When the guitarist finishes Mac turns and drawls, “Let’s do Summertime.”

I start frantically leafing through my loose-leaf binder.  I protest, “I can’t find the music.” Mac says, “Steve, you don’t need the music.”

With the way he says it, I know he’s right.  In the month that I’ve been in Alaska I have brought proficiency back to my playing.  In sudden realization, I know that all I have to do is have the opening note and I’ll be OK.  I put my soprano sax to my lips and I start on a B natural.  I play from the heart.

The last time I played this number in public I was part of another trio; we had a drummer and a pianist and in the summer of 1968 we were sure we would make musical history.  We lacked the knowledge of basic economics and its application to the world of music.  We made solid jazz that needed maturation,  but the reality of a world in turmoil caught up with us. 

From that summer till this, for becoming and being a doctor I have not had a real summer vacation.   I let the decompression of forty years carry notes and riffs that I hadn’t imagined till just now.  I am making beautiful music in a spectacular setting and for an eternal few minutes my consciousness enters a different level.

The sea ice broke up, the eczema responded to propranolol, the young respect the elders. And don’t use possessives when you talk about whales.

June 25, 2010

I’m learning the Inuit tongue,

Enjoying respect from the young.

     It’s a terrible loss

     To get hurt blanket tossed

These are wonderful folk I’m among

I have permission to give the following information.

A teenaged patient with eczema, severe to the point of disability, came in a couple of weeks ago.  For reasons clear to me only at the time I did a thyroid test and his TSH was slightly low, indicating an overactive thyroid (the current primary thyroid test, the TSH or thyroid stimulating hormone, measures the brain’s demand for thyroid hormone; low levels indicate excessive circulating thyroid hormone).   A week or so ago I prescribed propranolol.  The eczema is markedly better today; the patient looks happier and is sleeping better. 

Next time I have a patient with poorly controlled eczema, I hope I remember the patient who had been to multiple dermatologists for years and got better with propranolol.

The patient was happy, the relative was happy; I could see things had turned out well, and I came away with job satisfaction. 

The young people treat me with great respect.  I commented on that to a knot of early twenty somethings.  They smiled at me with grandchild-like love and talked about how reverence for elders is part of the culture.

I got to talk to two people with critically low vitamin D levels, in the single digits, today.  Both have diffuse bone pain.  I explained how calcium doesn’t get absorbed or used properly without vitamin D, and in compensation the calcium in the bones gets mobilized.  Which keeps the circulating calcium up at the expense of skeletal strength.

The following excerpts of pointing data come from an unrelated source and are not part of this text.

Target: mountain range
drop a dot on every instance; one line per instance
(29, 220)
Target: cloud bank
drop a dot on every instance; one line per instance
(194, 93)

Alas, one of the two uses narcotics recreationally; I hold confidence that I’ll make the bones better but I harbor no illusions that the narcotics seeking behavior will stop.  I hope I’m wrong.

The sea ice broke up in the early hours today.  This morning, working on the elliptical, I watched white ice flows on blue water floating slowly south, pushed by the winds. 

We’ve seen the first Nalukataaq injuries.  I’m a person with enough sense to say that blanket tossing looks like fun for the young but not for me.  Not everyone agrees with me.

My Inupiak language acquisition program is progressing.  I’m in the stage of echolalia, where I can repeat short sentences but I don’t know what they mean.  I was able to say “Good morning.  How are you?  I’m fine.  My name is Dr. Gordon.”  But my head is not in the language and the language has not taken root in my head.  I am, however, working on it.

Seeking to get a better handle on the grammar, I asked one of my informants how possessives are handled.  I got a blank stare.  I have a limited number of nouns in my vocabulary, so I started with whale, agvik.  “How would you say my whale?” I asked.  I got another blank stare.  Finally the informant said, “You wouldn’t say that.  You never say my whale or your whale or even our whale.  You just say whale, ahagvik.

You can either be right or you can be happy. You can’t be both.

June 25, 2010

There are times to be strong

There are also times to sing songs

     Those who are bright

     Don’t like to be right,

In fact we enjoy being wrong.

You can either be right or you can be happy.

My Iowa next door neighbor, Kent, gave me that piece of wisdom.  It’s only true 99.4% of the time.

If you know someone well enough to have conversation, being right usually entails someone else being wrong.  That which diminishes someone close to you diminishes you as well. 

Pessimists are right more often than optimists, but optimists are happier.

A crucial part of my job is to think of the worst thing possible. 

Yesterday I referred five patients to the Alaska Native Medical Center in Anchorage; three were sent out by medical transfer plane because I thought of worst case scenarios.

Alas, I was right.  One of them is in surgery as I write.  My heart goes out to the entire family.  And because I cannot reveal data about the patient without consent, I cannot say why I feel such personal sympathy.

I would have preferred being wrong.

Morning clinic went well.   

I am not a surgeon; my medical forte is more cognitive that procedural.  I am willing to do surgery on the skin, and today I started off by removing a sebaceous cyst from a patient’s face.  I was able to take out the glistening sac and its cheesy, smelly contents intact. 

At noon the North Slope Borough Risk Management team came in to talk to us about Workman’s Compensation.  (Alaska has boroughs, not counties.  The North Slope Borough, roughly the size of Wyoming with one fiftieth the population, has between 7500 and 10000 residents, 900 of whom are employed by the Borough government.)  We talked about Work Comp law and procedures while we munched mediocre pizza (two pizzerias in the whole Borough) and fresh fruit.

We talked about the problem of lack of physical therapists, and the fact that the preferred referral center is Fairbanks.  Some of the fine points of Alaska Work Comp law got brought up (example: the employer has to report all on-the-job injuries within 8 hours of occurrence) 

Clinic was slow in the afternoon because most people are at the Nalaqutaak (whale festival and blanket toss). Business picked up shortly after I said, “Gee, it’s slow.” 

Respiratory problems and pain in the bones, joints, and muscles predominated.

At the time of this writing one of the patients is en route to Alaska Native Medical Center for surgery. 

I hope I’m wrong.

At the end of the day I walked over to the guitar player’s house.  Mac, our trumpeter and band leader is in Wainwright and won’t be back till tomorrow.  We played for an hour and a half, and had a good time.  At this stage of our musical maturation our egos have mellowed and we don’t mind giving artistic control over to our leader, who in turn works on bringing out our best musicianship.  Then we can just play and we don’t have to worry about who’s right and who’s wrong.   The guitarist and I agreed that as long as Mac mushes, we don’t mind being the dog team.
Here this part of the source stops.